There was a smile on Nia's face as he finished, affection mixed with what he suspected was a decent amount of pride. "This hadn't escaped my notice, no. But it's nice to know there's someone else with an eye on the big picture."

He felt foolish for vocalising so firmly something that she'd already seen, concerned suddenly about how patronising it might have come across or forthright it made him seem. Instead she reached across and placed a hand reassuringly on to his. "You can bring a perspective and candour to this that others can't. I need to trust you, and that includes knowing you'll speak when you feel it's important."

"Thanks"

"I was already making sure different backgrounds were going to be weighted by Delphi, but I would appreciate you taking a second glance before we finalise any more recruitment."

They kept talking a while longer, shifting gradually from talk of Project Upstart to more personal topics again, with Nia moving from confessing how much more sensitive her nipples felt in the hours since the vaccine to her early struggles proving herself in the pharma industry. Ethan got to hear about how first kiss was at 16 with an older girl, and he got to hear how her libido was still peaking enough that she'd needed to excuse herself to masturbate in the shower that morning before he was awake.

In return she probed around his own past, surprising him with how easy it was to open up about a working class upbringing in a post industrial town that tried even harder to squander his potential than he had at one point. It was only once the camera gave a chirp of protest at its memory being full that either of them paused to realise they'd both finished breakfast over an hour earlier.

"I suppose that's a sign," he observed, standing to shut off the recording, only now noticing how much the temperature had dropped with the sun creeping behind a bank of clouds. "I think we got some really good footage there. Even if maybe not all of it is usable, it's definitely a start. We should probably get back to work though."

Nia stretched, having actually become something approaching relaxed as they talked. "Actually the timetable we drew up with Lukas and Sarah doesn't expect anything from us until tomorrow, giving us some time to get our heads around things. Not to say that we should waste the entire day if we can avoid it, however..."

"I can't tell yet whether a 'however' like that should scare me or not."

She chuckled. "I was able to get my hands on the key to the pool. If you're interested in joining me for a swim, that is?"

The pool hadn't been used in weeks. While the modern spa building built slightly apart from the main hall still had the odd person coming and going, with some of the site's residents being housed in additional rooms there, facilities like the pool and gym were firmly locked once it was clear another DuoHalo wave was incoming.

"My swim shorts are upstairs, I'd have to go and..."

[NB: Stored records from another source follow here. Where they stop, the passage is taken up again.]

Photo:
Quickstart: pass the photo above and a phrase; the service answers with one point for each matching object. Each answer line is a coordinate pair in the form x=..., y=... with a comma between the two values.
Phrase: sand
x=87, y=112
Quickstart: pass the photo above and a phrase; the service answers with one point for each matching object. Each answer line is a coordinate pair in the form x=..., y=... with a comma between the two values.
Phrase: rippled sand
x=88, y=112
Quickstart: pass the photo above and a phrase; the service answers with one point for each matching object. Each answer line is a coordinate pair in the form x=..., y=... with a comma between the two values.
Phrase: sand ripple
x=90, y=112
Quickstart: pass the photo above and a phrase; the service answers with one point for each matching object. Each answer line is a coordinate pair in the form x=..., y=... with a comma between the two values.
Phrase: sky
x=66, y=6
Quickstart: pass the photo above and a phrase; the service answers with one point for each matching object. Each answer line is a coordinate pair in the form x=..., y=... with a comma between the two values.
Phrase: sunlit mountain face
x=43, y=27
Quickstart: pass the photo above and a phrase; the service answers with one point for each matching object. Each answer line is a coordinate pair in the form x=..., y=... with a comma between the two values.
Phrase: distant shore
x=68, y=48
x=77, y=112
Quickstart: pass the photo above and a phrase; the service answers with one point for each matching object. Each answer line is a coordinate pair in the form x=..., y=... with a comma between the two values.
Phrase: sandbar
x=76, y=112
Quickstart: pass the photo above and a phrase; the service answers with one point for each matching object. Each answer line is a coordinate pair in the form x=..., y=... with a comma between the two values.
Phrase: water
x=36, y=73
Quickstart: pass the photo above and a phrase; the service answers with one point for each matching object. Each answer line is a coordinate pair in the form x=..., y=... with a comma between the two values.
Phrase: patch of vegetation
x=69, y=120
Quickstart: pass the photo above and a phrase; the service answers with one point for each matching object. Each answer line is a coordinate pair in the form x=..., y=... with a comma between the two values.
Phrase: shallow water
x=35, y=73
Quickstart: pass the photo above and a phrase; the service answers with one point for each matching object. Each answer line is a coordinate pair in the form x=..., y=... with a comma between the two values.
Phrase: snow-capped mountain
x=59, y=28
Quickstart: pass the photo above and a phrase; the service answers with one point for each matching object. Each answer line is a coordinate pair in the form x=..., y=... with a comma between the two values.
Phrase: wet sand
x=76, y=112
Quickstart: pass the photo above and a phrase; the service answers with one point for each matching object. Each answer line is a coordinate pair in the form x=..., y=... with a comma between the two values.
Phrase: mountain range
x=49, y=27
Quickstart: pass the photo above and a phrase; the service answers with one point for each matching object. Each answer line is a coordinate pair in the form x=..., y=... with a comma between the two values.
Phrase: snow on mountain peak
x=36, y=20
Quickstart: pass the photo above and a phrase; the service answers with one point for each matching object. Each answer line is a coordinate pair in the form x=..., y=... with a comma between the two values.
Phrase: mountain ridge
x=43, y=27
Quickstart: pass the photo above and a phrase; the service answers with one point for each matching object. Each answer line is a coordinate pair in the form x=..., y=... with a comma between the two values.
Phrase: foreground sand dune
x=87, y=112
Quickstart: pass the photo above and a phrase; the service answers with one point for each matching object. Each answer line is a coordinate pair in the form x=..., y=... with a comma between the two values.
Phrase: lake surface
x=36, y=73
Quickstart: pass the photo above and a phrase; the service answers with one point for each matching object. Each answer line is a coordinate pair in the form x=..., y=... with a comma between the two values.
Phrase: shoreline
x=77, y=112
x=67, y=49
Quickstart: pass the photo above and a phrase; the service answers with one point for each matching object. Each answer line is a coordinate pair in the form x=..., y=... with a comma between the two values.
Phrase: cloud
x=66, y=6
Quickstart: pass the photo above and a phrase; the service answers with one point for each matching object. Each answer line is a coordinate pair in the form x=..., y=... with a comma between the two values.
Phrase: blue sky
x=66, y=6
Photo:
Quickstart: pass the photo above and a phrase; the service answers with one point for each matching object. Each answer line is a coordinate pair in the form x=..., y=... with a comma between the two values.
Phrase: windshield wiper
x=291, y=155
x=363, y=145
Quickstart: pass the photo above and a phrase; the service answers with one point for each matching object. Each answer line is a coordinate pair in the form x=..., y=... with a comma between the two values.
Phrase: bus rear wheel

He was cut off as Nia took his hand, raising her eyebrows at him to punctuate how dense she thought he was being if he thought she intended to need something like that.

"Oh...yeah. I think I'd enjoy that."

The contract Palisade Services had signed with the government to run the facility at Taymont was full of quirks and minor corporate frustrations. A prime example was the clause which stated that they were responsible for keeping the pool clean and functional as a minimum requirement of getting paid, while only the barest stipulations existed on minimum service levels for their actual network and recording capacities. It meant that while the company could barely incline themselves to stretch to the demands of running a complex communications operation, they were giving careful daily service to a swimming pool no-one was using.